W środę po południu w Watykanie rozpoczęło się konklawe, podczas którego 133 kardynałów-elektorów wybiera 267. papieża.
Po tym, jak purpuraci złożyli przysięgę na dochowanie tajemnicy wyboru Ojca Świętego, drzwi Kaplicy Sykstyńskiej zostały zamknięte.
Potem odbyło się pierwsze głosowanie - na jego rezultat czekały zarówno tłumy w Watykanie, jak i miliony ludzi przed telewizorami na całym świecie.
Finalnie z komina Kaplicy Sykstyńskiej wydobył się czarny dym, co oznacza, że dostojnicy Kościoła nie wybrali papieża.
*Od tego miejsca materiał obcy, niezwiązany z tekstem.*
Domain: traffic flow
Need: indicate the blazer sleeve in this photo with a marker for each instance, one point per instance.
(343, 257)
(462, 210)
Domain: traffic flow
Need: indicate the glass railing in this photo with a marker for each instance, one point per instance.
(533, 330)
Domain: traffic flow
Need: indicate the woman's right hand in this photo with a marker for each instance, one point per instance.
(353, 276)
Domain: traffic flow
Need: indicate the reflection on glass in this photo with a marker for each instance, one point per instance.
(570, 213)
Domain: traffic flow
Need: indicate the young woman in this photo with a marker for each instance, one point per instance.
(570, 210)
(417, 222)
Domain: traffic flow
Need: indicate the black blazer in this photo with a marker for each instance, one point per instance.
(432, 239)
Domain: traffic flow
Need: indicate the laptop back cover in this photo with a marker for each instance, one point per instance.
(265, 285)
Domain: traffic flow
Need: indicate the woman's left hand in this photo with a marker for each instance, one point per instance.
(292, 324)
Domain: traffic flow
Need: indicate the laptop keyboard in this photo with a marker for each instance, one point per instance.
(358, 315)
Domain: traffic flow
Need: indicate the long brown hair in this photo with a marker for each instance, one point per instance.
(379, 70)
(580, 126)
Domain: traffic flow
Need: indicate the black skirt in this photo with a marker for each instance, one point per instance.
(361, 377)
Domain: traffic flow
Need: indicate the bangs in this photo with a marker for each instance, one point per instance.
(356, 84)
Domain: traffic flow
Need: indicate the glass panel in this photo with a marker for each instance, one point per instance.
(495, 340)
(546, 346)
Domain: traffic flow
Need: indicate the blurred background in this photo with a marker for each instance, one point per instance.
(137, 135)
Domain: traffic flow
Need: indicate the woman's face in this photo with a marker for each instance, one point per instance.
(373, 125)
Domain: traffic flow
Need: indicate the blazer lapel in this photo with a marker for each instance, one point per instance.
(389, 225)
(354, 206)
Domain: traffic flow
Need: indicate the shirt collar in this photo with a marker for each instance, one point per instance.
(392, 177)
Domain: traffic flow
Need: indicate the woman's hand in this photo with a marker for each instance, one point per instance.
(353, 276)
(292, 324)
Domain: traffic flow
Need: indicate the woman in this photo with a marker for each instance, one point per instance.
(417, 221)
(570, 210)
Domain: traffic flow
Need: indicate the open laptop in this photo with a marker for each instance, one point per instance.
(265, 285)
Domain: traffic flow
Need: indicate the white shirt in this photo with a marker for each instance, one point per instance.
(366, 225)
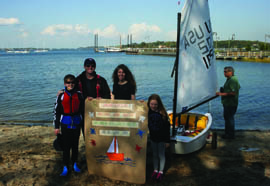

Kolejne głosowania jutro.
Oczekiwanie na dym z komina Kaplicy Sykstyńskiej umiliła mewa, która ulokowała się na dachu Kaplicy Sykstyńskiej, idealnie w świetle kamer skierowanych na komin.
Mało tego - ptak był na tyle przebiegły, że w pewnym momencie usiadł nawet... na kominie.
Co ciekawe, skrzydlata bohaterka była obecna również podczas konklawe w 2013 r., kiedy wybrano papieża Franciszka.
Niestety, nie sposób stwierdzić, czy to ten sam osobnik. Mewa co rusz uciekała z kadru i zapewne nie dałaby się tak łatwo złapać.